Muslim group wrong – says Muslim

There’s a new advisory group in the UK made up of young Muslims – aged 16 to 25 – to advise ministers on extremism and discrimination.

But that’s come under fire today – from a Muslim peer who questions, Why a group for Muslims; why a group based on religion?

Baroness Warsi is the shadow minister for community cohesion, and, in a story in The Times today, points that Muslims face the same issues as young people from other backgrounds, and says it’s wrong to choose advisory groups purely on the basis of faith.

It was Warsi who last year helped to secure the release of an English teacher jailed in Sudan for allowing her class to name a teddy bear Mohammed.

Now she’s spoken out after the UK government named the 22 members of its first Young Muslim Advisory Group.

“To select a group of 22 young people, however talented they may be, to advise the government on 'Muslim issues' is patronising and deeply concerning,” she says in The Times.

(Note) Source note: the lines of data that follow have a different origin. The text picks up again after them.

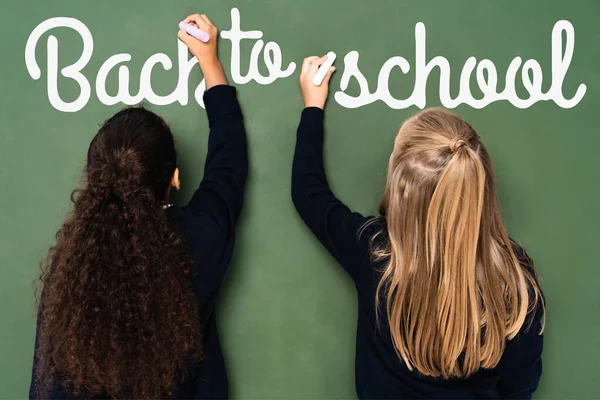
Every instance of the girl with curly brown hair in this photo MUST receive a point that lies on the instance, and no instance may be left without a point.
(127, 307)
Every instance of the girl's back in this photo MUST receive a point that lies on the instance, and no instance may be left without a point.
(449, 306)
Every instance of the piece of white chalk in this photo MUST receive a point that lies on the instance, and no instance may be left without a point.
(324, 68)
(195, 31)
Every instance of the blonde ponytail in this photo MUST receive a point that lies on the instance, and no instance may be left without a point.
(453, 286)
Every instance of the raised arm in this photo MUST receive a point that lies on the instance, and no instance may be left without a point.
(327, 217)
(217, 203)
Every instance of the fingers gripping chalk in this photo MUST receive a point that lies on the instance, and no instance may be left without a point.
(195, 32)
(323, 69)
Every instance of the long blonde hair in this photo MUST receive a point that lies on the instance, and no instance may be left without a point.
(453, 286)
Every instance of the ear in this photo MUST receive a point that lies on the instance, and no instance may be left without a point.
(175, 179)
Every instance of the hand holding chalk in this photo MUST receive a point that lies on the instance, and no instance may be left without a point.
(324, 68)
(314, 80)
(194, 31)
(200, 36)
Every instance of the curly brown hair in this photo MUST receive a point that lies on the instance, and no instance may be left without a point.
(117, 314)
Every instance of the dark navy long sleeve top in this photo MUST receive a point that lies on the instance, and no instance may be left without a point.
(208, 225)
(380, 373)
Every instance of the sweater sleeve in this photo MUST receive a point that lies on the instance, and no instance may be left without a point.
(521, 363)
(218, 200)
(332, 222)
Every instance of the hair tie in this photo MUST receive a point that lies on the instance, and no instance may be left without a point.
(456, 144)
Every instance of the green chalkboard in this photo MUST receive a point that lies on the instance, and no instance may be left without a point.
(287, 312)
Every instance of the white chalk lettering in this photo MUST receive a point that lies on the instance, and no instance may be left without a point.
(486, 73)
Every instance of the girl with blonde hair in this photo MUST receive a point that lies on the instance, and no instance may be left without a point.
(449, 305)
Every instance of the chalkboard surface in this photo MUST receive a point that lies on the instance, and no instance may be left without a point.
(287, 313)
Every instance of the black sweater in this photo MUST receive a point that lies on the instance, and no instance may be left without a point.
(208, 223)
(380, 373)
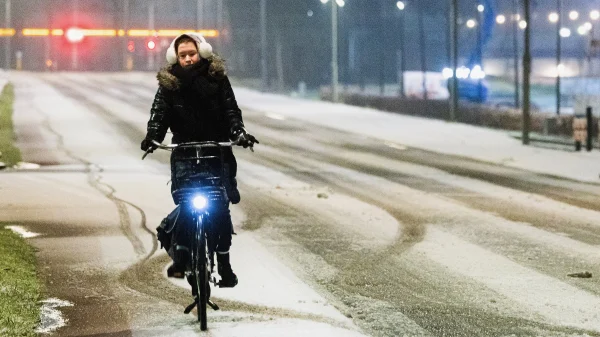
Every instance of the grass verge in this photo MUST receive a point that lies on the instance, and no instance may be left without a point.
(20, 288)
(10, 154)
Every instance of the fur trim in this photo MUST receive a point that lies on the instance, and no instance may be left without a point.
(166, 79)
(170, 82)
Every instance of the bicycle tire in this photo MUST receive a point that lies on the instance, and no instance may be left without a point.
(200, 273)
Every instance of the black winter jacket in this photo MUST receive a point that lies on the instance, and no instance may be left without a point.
(200, 108)
(197, 105)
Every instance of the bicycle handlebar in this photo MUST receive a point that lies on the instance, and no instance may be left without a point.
(191, 145)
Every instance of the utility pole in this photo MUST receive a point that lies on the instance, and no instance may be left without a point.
(558, 54)
(200, 14)
(454, 56)
(7, 24)
(526, 74)
(126, 55)
(422, 43)
(220, 26)
(151, 8)
(402, 53)
(382, 43)
(263, 45)
(74, 52)
(334, 53)
(516, 52)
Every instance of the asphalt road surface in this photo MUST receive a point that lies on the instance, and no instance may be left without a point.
(338, 234)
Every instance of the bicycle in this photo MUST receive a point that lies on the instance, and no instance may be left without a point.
(203, 191)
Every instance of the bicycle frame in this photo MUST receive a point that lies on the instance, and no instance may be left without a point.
(200, 200)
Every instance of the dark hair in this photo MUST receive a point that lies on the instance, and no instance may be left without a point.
(182, 39)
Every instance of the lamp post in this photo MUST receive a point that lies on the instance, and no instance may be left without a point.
(7, 24)
(423, 50)
(526, 72)
(480, 10)
(516, 52)
(334, 48)
(401, 5)
(74, 53)
(263, 45)
(151, 7)
(199, 14)
(558, 53)
(454, 57)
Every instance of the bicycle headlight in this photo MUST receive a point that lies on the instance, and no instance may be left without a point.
(199, 202)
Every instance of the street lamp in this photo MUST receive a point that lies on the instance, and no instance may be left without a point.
(573, 15)
(401, 6)
(523, 24)
(7, 23)
(334, 48)
(565, 32)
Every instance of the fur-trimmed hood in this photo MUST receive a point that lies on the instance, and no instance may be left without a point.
(167, 80)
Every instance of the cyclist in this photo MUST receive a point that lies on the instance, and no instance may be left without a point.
(195, 100)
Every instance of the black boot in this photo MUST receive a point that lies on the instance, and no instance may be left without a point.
(234, 193)
(180, 262)
(228, 278)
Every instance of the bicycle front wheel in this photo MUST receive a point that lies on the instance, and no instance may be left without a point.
(201, 272)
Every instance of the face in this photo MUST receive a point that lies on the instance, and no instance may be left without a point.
(187, 53)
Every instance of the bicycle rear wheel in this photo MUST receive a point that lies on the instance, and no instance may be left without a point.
(201, 273)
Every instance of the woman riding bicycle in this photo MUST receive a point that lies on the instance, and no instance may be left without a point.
(195, 100)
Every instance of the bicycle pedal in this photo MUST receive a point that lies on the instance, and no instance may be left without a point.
(190, 307)
(213, 305)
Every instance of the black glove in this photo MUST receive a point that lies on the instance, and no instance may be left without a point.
(147, 145)
(242, 138)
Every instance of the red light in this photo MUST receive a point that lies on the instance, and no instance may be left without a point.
(74, 35)
(151, 45)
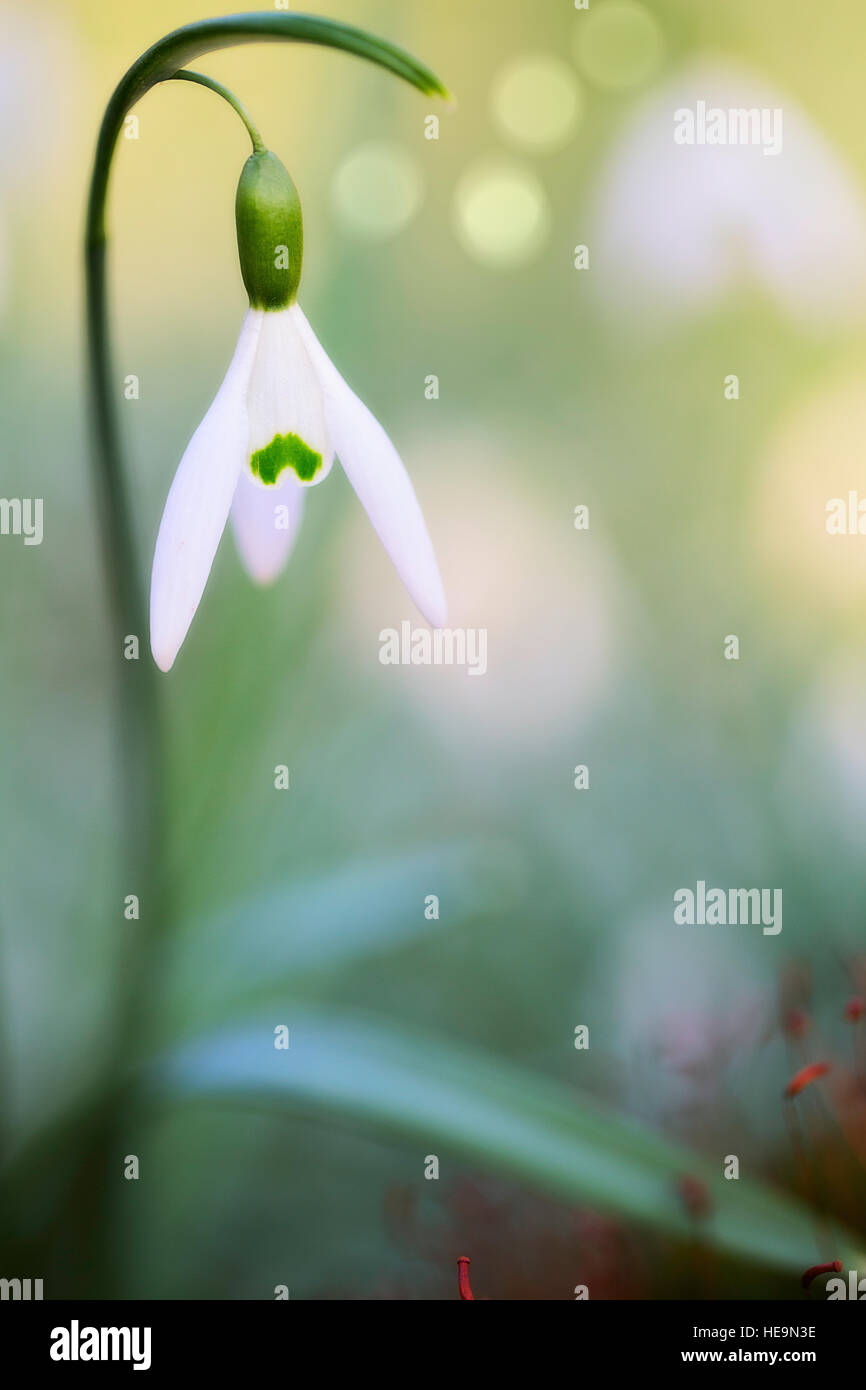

"When will the government learn that the Muslim community is not a homogenous [sic] block, and the issues its young people face are predominantly the same issues that all young people in this country face, whatever their background, race or religion?

"Actions such as this are a continuation of the government's policy of state multiculturalism, which creates a more divided Britain."

Is that the government are allowing ever more “faith schools”? You don’t get more divided than dividing people in their formative years, allowing their sense of otherness to develop throughout their school years.

The members of the new group were announced yesterday and its first meeting with ministers will be within weeks.

The Times says, “The Young Muslim Advisory Group, made up equally of men and women, includes three Oxford University graduates, several medical students, a teenager who is currently studying for seven A-levels and a solicitor who is also Cub Scout leader.”

1 comment:

Anonymous said...

I heard an interview with one of them this morning - an 18 year old medical student.
The main point she made was that she was going to get lots of advice from her Imam.
Doh!!
Frankly, speaking as someone who grew up in multiracial Bradford, if ministers were serious about this they'd recognise that, paradoxically, white non-Muslim kids from the same area probably have more in common with disaffected Muslim youth than either Muslim clergy or middle class Muslim kids who grew up in leafy suburbs. Same old same old - self-appointed 'community leaders', just younger than the last lot who had nothing in comon with the 'community' they claimed to 'lead'.